When your job title becomes your entire professional story, you feel your title “speaks for itself.” That the professional title on your business card, your e-signature, on your name plate, conveys an entire explanation of who you are, what you do and how you create value for colleagues and clients.
Job titles are a bunch of letters and words; job titles have no voice.
Do you have professional acronyms after your name, like MBA, PhD, MD, PE? You get the idea. And, do you rely on these high-level academic credentials to further embellish the story you feel is automatically conveyed. To your workplace. And to your clients’ and strategic partners’ workplaces?
Consider whether you rely on the significance of professional labels to tell your entire professional story. Because you may be selling yourself short.
- First, your job title may convey a message of exclusivity to co-workers and colleagues who do not enjoy the same professional distinctions. Is that the story you want to tell the workplace?
- Then, your professional behavior may reflect professional elitism, rather than professional inclusion. Has that story become the only story for which you are known in the workplace?
- In addition, do you expect deferential behavior from less accomplished and educated co-workers and colleagues? Again, what type of story do you tell, to the workplace?
What happens when your entire professional story moves beyond the confines of what you feel your job title and academic credentials “mean”?
Undeniably, the considerable breadth and depth of effort that go into earning that job title, and those professional acronyms, is impressive. However, when the workplace is full of people who define themselves by their job titles and professional labels, everyone is very busy. Separated by their job titles and functions. Working full time. At half the capacity of what is possible.

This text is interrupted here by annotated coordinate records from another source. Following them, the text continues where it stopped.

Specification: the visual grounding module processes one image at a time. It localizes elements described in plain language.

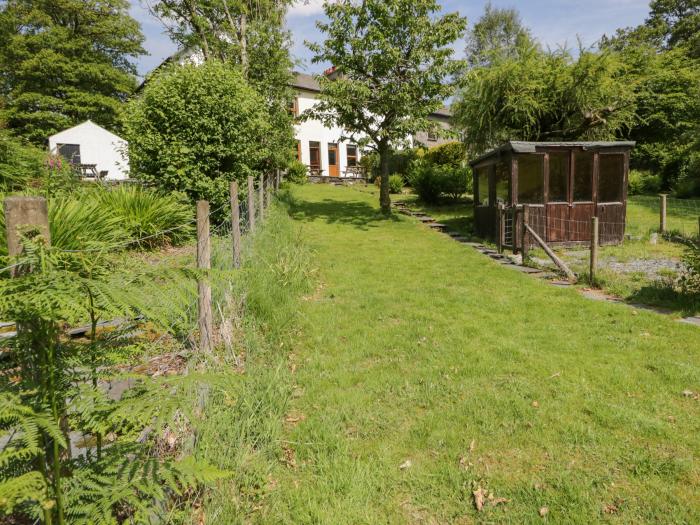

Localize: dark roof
[469,140,636,166]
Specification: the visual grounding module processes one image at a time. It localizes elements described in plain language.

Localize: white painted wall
[294,91,362,177]
[49,120,129,180]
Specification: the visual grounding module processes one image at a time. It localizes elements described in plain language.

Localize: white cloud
[289,0,323,16]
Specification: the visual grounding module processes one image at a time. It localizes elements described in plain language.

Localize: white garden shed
[49,120,129,180]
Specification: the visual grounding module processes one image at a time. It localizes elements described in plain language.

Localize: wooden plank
[197,201,214,353]
[248,176,255,232]
[229,180,241,268]
[525,224,576,283]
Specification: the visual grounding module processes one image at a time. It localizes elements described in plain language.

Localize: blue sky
[131,0,649,75]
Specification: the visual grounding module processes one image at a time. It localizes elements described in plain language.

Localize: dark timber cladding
[471,141,635,249]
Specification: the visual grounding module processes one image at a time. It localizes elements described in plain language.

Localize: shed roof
[469,140,636,166]
[49,120,126,142]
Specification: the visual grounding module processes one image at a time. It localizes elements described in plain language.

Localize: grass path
[256,185,700,524]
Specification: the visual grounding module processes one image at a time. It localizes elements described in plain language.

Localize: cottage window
[289,97,299,117]
[496,162,510,202]
[309,141,321,170]
[345,144,357,168]
[574,151,593,202]
[56,144,80,164]
[476,166,491,206]
[598,155,625,202]
[549,152,569,202]
[518,155,544,204]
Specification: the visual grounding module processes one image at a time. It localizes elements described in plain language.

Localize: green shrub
[360,152,379,183]
[627,170,661,195]
[673,156,700,198]
[679,244,700,298]
[0,130,78,195]
[409,160,468,204]
[95,186,195,248]
[125,61,270,215]
[0,186,194,256]
[389,173,403,193]
[287,160,308,184]
[423,142,467,168]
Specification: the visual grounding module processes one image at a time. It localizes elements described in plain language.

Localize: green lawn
[256,185,700,524]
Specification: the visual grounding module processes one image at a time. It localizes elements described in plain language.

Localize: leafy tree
[466,2,534,67]
[601,0,700,194]
[152,0,294,167]
[645,0,700,58]
[0,0,144,144]
[307,0,466,213]
[125,60,275,215]
[455,42,636,152]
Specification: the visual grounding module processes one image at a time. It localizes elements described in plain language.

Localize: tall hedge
[125,61,272,207]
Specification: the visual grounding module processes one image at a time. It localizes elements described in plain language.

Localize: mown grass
[194,199,314,525]
[388,187,700,315]
[258,185,700,524]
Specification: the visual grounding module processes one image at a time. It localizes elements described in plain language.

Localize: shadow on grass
[625,280,700,317]
[288,197,399,231]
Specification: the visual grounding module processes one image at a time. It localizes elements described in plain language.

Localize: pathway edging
[391,202,700,327]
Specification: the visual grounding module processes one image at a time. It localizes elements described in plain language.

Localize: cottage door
[328,143,340,177]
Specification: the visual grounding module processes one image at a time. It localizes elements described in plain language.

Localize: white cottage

In today’s technologically changing, Industry 4.0 workplaces, software and equipment often communicate far more compatibly than their human co-workers. Because the interfaces between soft-and hardware are job title and academic degree agnostic.
It just could be that your co-workers and colleagues can benefit from your own workplace example, as a human interface between various disciplines. So you lead the way, as you traverse across job titles, pay grades, levels of education and generations. And, like those software and hardware interfaces, colleagues and clients become more compatible and collaborative.

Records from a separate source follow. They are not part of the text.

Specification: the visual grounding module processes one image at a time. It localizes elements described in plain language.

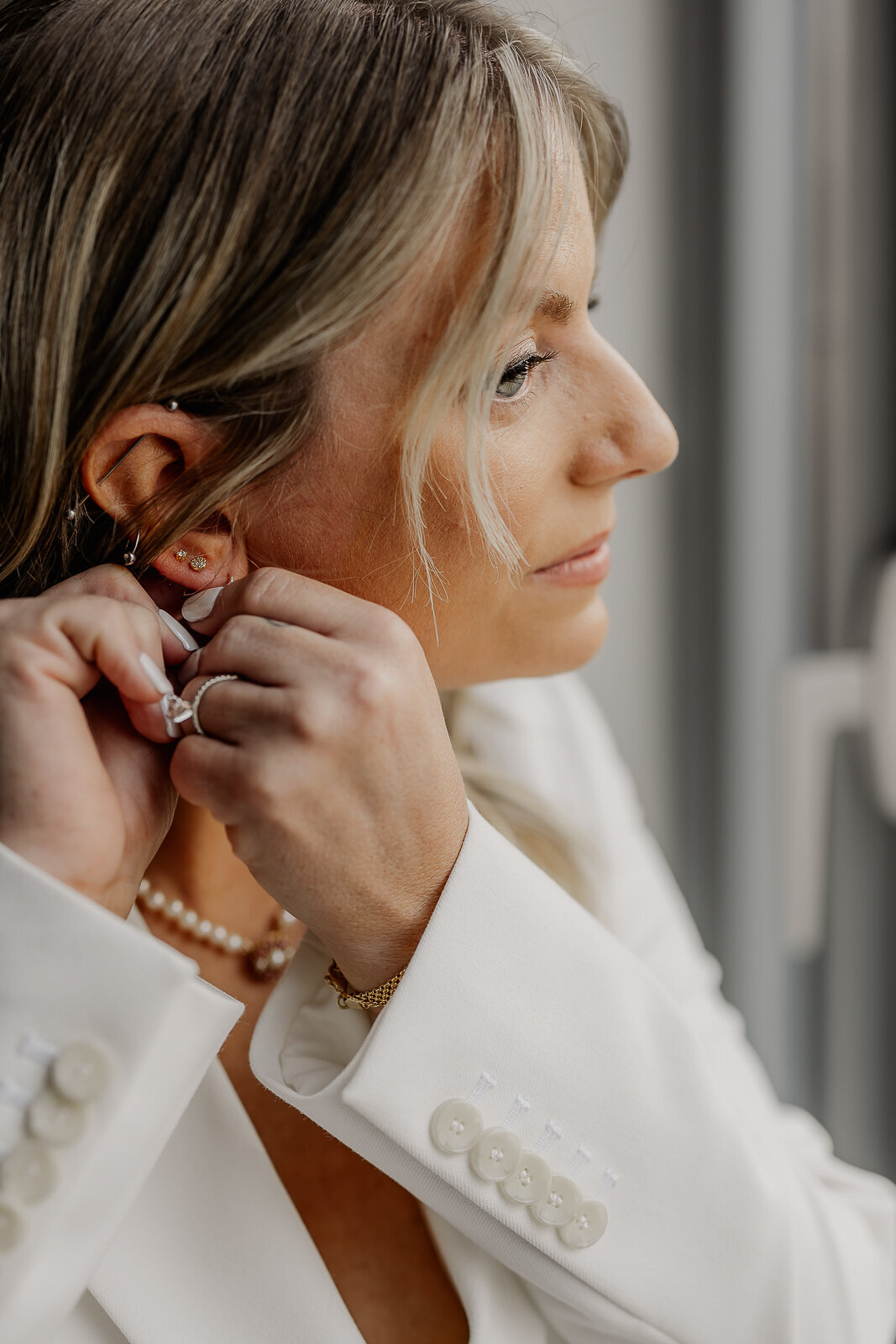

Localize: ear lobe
[81,403,249,591]
[152,515,249,591]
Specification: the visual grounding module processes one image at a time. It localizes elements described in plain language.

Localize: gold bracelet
[324,961,407,1008]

Now, that is a timely professional story to tell. And, when that story becomes your entire professional story, you become a trusted, go-to resource for your organization.
Are you willing to move one millimeter beyond relying on your job title to tell your entire professional story? And start telling a more relevant, valuable and distinctive story? Then, take these next steps.
- Planning your next team, corporate or association meeting? Engage me to present one of my Storytelling for STEM Professionals and Left Brain Thinkers speaking programs, workshops or moderated facilitation services. Contact me here.
- Download my checklist and worksheet: Six Professional Development Targets to Hit each Month.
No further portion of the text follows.